Skeletal muscle functionality is governed by multiple stimuli, including cytokines and biomechanical strain. Fibroblasts embedded within muscle connective tissue respond to biomechanical strain by secreting cytokines that induce myoblast differentiation and, we hypothesize, regulate myotube function. A coculture was established to allow cross talk between fibroblasts in Bioflex wells and myoblasts on nondeformable coverslips situated above Bioflex wells. Cyclic short-duration strain (CSDS) modeling repetitive stress/injury, acyclic long-duration strain (ALDS) modeling manipulative therapy, and combined strain paradigms (CSDS + ALDS) were applied to fibroblasts. Nonstrained myoblasts in uniculture and coculture served as controls. After fibroblasts had induced myoblast differentiation, myotube contraction was assessed by perfusion of ACh (10(-11)-10(-3) M). CSDS-treated fibroblasts increased myotube contractile sensitivity vs. uniculture (P < 0.05).
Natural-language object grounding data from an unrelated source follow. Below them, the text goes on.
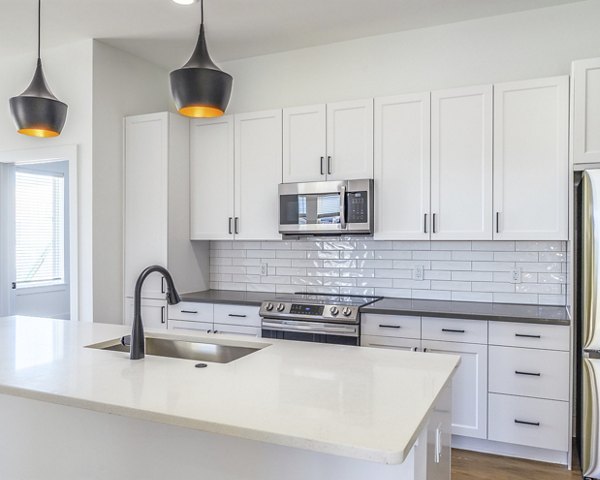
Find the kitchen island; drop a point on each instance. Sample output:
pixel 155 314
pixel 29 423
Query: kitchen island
pixel 289 410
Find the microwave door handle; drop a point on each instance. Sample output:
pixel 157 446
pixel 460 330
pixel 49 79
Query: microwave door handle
pixel 343 207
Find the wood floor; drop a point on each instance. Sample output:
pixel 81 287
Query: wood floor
pixel 478 466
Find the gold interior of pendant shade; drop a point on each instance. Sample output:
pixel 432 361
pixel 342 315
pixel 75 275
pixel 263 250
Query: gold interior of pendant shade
pixel 200 111
pixel 39 132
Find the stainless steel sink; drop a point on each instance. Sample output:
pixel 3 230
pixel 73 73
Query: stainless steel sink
pixel 190 350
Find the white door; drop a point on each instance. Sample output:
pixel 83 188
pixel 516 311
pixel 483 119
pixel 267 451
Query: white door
pixel 350 140
pixel 469 386
pixel 586 111
pixel 257 175
pixel 304 148
pixel 402 167
pixel 154 313
pixel 461 163
pixel 146 200
pixel 531 159
pixel 211 179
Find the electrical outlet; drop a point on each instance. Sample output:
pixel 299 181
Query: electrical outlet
pixel 516 275
pixel 418 273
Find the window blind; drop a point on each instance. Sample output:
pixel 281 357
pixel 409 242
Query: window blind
pixel 39 216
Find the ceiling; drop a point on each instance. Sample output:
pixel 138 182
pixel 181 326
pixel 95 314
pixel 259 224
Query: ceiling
pixel 163 32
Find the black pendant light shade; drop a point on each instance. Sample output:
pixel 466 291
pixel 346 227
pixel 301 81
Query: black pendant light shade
pixel 200 88
pixel 37 112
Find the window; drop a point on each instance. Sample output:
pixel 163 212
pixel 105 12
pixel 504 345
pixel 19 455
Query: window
pixel 40 233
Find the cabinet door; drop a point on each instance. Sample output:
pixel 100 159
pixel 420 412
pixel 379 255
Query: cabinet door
pixel 350 140
pixel 531 159
pixel 211 179
pixel 586 111
pixel 402 167
pixel 257 175
pixel 469 387
pixel 154 313
pixel 146 200
pixel 461 164
pixel 304 147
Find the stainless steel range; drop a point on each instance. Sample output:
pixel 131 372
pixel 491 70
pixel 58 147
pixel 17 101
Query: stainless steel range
pixel 317 318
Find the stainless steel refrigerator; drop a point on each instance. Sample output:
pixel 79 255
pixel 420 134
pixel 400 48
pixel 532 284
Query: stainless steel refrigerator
pixel 588 285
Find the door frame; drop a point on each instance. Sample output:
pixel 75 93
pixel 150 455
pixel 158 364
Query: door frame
pixel 52 154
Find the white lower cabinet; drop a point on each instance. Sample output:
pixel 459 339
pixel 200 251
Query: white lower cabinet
pixel 469 387
pixel 154 313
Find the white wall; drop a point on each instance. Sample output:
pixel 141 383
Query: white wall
pixel 69 74
pixel 529 44
pixel 122 85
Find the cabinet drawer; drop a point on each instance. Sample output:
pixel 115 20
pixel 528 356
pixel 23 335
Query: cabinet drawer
pixel 530 335
pixel 529 421
pixel 203 327
pixel 237 330
pixel 391 326
pixel 411 344
pixel 533 373
pixel 192 312
pixel 455 330
pixel 237 315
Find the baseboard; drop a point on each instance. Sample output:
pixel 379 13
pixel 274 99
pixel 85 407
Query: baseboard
pixel 510 450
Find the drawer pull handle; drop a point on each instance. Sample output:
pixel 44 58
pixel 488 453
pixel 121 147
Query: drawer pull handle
pixel 522 335
pixel 531 374
pixel 523 422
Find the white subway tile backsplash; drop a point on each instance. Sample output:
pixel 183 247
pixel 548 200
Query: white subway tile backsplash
pixel 480 271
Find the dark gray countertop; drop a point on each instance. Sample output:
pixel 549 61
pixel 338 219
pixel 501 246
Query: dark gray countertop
pixel 502 312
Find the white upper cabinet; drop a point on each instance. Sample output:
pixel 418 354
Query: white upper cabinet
pixel 258 144
pixel 328 142
pixel 350 140
pixel 146 200
pixel 304 143
pixel 586 111
pixel 402 167
pixel 211 178
pixel 461 163
pixel 531 159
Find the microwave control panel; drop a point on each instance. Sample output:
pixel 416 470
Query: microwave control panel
pixel 358 207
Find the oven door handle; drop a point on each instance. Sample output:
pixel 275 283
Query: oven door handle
pixel 318 328
pixel 343 207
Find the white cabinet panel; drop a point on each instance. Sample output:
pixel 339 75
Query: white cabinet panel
pixel 469 387
pixel 257 175
pixel 304 143
pixel 350 140
pixel 531 159
pixel 211 178
pixel 402 167
pixel 146 200
pixel 461 164
pixel 586 111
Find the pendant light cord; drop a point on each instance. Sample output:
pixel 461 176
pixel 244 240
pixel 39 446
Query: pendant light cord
pixel 39 26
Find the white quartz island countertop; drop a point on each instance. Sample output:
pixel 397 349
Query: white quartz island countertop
pixel 363 403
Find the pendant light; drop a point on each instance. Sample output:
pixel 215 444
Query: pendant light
pixel 200 88
pixel 37 112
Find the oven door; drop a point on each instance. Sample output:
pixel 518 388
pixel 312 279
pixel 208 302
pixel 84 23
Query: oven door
pixel 315 332
pixel 326 208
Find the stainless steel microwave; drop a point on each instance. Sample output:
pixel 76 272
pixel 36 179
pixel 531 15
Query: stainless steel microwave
pixel 326 208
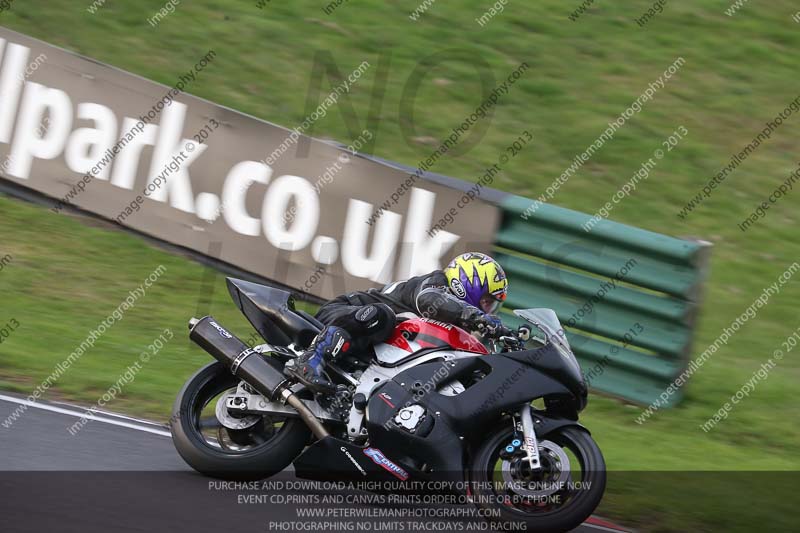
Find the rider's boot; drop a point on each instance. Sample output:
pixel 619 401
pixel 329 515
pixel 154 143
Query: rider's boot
pixel 326 346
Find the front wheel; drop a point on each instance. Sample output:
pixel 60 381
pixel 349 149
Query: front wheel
pixel 557 497
pixel 220 444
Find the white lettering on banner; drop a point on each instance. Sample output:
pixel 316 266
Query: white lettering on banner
pixel 16 57
pixel 423 253
pixel 170 146
pixel 109 148
pixel 127 162
pixel 38 101
pixel 376 266
pixel 277 201
pixel 79 155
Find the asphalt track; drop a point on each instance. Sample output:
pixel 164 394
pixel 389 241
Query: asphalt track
pixel 115 474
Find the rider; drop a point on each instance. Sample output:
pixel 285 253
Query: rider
pixel 467 293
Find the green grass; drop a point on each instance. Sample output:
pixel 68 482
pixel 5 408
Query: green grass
pixel 67 275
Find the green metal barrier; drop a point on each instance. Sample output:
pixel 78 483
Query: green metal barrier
pixel 628 297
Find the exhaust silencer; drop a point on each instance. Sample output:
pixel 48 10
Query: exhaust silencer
pixel 243 362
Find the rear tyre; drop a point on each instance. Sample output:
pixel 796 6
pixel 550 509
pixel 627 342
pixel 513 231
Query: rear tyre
pixel 558 498
pixel 264 445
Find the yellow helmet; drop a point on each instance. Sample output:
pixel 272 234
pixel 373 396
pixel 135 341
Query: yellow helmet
pixel 477 279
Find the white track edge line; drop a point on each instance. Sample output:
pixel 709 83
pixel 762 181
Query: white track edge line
pixel 84 414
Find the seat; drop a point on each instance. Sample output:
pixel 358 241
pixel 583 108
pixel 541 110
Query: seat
pixel 271 312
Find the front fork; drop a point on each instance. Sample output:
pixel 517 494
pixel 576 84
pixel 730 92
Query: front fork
pixel 529 443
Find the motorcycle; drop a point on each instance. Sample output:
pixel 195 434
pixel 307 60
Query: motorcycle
pixel 432 402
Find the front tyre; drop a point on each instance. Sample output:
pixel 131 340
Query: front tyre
pixel 255 448
pixel 558 497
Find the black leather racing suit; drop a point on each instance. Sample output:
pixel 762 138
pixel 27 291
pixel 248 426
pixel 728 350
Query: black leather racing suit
pixel 370 316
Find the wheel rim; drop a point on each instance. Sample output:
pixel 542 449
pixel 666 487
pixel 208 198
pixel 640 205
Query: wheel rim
pixel 254 431
pixel 547 491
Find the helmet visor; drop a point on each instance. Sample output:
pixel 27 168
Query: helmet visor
pixel 489 304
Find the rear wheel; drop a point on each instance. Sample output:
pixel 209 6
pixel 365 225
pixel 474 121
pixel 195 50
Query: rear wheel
pixel 558 497
pixel 219 444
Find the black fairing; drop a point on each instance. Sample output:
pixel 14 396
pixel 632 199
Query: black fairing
pixel 507 385
pixel 271 311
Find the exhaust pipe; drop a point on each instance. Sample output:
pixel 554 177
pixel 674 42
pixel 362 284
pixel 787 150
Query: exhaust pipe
pixel 248 365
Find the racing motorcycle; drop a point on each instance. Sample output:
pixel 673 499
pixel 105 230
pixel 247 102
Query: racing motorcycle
pixel 431 402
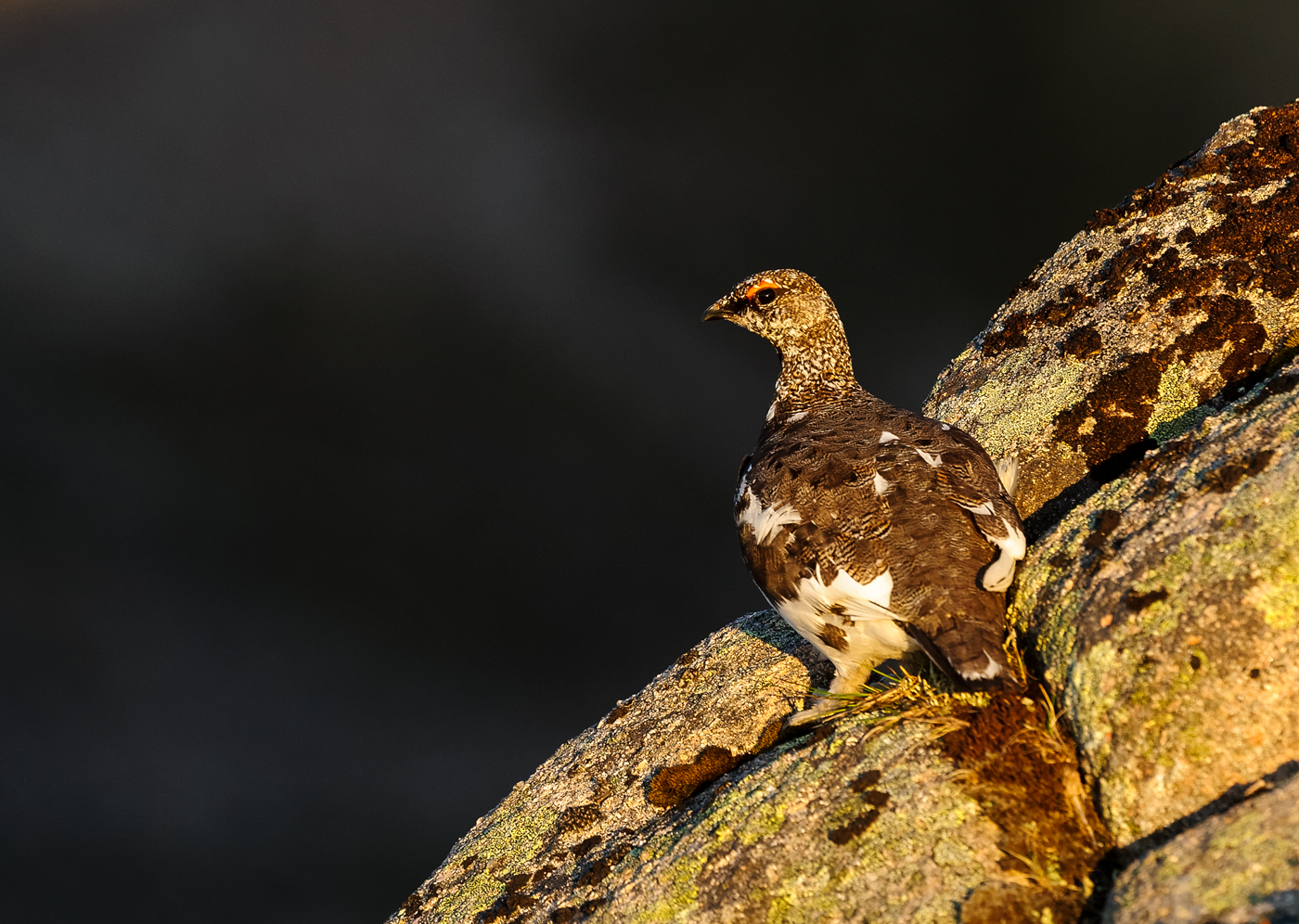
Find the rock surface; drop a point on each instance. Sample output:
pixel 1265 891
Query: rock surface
pixel 1145 376
pixel 1241 867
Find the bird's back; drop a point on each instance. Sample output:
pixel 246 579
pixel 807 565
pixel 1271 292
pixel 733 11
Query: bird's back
pixel 905 507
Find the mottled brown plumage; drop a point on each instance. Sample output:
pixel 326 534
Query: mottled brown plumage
pixel 872 529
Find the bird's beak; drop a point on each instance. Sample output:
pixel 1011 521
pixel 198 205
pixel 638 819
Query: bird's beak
pixel 724 308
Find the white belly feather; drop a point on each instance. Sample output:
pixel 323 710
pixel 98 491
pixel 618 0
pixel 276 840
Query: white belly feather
pixel 859 611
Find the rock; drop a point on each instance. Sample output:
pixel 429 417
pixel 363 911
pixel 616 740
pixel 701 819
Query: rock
pixel 1136 327
pixel 1146 379
pixel 1165 612
pixel 850 823
pixel 1241 867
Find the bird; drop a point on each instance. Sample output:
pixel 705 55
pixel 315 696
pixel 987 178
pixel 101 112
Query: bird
pixel 873 531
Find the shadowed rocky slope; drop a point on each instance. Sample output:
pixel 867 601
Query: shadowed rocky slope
pixel 1146 377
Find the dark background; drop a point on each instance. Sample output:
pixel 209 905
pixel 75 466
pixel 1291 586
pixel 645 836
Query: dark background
pixel 359 442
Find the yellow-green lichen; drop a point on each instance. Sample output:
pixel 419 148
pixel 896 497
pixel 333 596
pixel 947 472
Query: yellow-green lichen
pixel 1178 395
pixel 1010 417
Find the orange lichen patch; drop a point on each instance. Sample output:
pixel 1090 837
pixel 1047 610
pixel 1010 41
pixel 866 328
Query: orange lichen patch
pixel 673 785
pixel 1022 765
As contraction is dependent on ACh binding, expression and clustering of nicotinic ACh receptors (nAChRs) were measured. CSDS-treated fibroblasts increased nAChR expression (P < 0.05), which correlated with myotube contraction. ALDS-treated fibroblasts did not significantly affect contraction or nAChR expression. Agrin-treated myotubes were then used to design a computer algorithm to identify α-bungarotoxin-stained nAChR clusters. ALDS-treated fibroblasts increased nAChR clustering (P < 0.05), while CSDS-treated fibroblasts disrupted cluster formation. CSDS-treated fibroblasts produced nAChRs preferentially located in nonclustered regions (P < 0.05). Strain-activated fibroblasts mediate myotube differentiation with multiple functional phenotypes. Similar to muscle injury, CSDS-treated fibroblasts disrupted nAChR clusters and hypersensitized myotube contraction, while ALDS-treated fibroblasts aggregated nAChRs in large clusters, which may have important clinical implications. Cellular strategies aimed at improving muscle functionality, such as through biomechanical strain vehicles that activate fibroblasts to stabilize postsynaptic nAChRs on nearby skeletal muscle, may serve as novel targets in neuromuscular disorders.